Inside the building, changes have also been made, with the space divided into two separate Covid-19 and non-Covid-19 sections. The plan calls for splitting up staff as well. At the moment, the building is quiet, leaders said.
“We have very carefully divided the hospital into clean areas, and areas where Covid-19 patients could go,” Ms. Seguin said.
She also described patient care policies for people hospitalized with Covid-19. The hospital admitted a patient last Wednesday who had tested positive, but has since been discharged and is in isolation.
Patients are divided into two main groups; critically-ill patients and those who need supportive care, Ms. Seguin said. Critically-ill patients would be put on ventilators with hospital officials taking all of the critical measures necessary to keep them breathing, while supportive care patients would receive hydration, supplemental oxygen, and medical monitoring. Ms. Seguin said there would be “shades of gray” in between.
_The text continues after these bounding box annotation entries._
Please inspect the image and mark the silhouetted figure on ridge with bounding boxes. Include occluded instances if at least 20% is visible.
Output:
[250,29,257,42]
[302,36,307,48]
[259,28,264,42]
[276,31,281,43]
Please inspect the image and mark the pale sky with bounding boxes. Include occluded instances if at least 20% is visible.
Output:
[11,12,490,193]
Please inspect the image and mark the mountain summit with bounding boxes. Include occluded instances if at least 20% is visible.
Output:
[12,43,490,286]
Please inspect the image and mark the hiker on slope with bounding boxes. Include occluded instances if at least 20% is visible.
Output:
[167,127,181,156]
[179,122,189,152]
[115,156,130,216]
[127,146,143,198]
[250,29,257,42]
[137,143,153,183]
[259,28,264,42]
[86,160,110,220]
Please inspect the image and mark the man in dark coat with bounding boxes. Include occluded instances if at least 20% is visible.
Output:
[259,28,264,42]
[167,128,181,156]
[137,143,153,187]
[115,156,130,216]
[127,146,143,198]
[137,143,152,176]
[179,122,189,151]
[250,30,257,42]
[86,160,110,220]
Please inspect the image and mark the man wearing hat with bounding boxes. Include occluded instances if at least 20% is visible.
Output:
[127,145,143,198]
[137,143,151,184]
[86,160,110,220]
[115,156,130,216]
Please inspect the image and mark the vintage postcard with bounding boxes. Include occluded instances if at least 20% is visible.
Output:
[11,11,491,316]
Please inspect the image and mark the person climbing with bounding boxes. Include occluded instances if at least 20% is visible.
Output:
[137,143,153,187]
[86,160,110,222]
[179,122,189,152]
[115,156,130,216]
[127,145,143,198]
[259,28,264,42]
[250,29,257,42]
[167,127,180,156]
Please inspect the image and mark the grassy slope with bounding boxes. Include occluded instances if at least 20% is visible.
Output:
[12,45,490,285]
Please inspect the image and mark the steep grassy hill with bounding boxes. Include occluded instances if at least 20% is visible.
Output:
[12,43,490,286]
The hospital also has plans with Massachusetts General Hospital in Boston, its parent company, to prioritize the sickest patients for transfer, Ms. Seguin said. And predictive modeling has begun to determine the number of cases that may need transferring in the event of a surge.
Although she declined to give results from the modeling, Ms. Seguin said it was done with the assistance of the Mass General epidemiology department and took into account potential hospitalizations were people to no practice social distancing.
“We are preparing for any surge potential,” Ms. Seguin said. “We are preparing for anything.”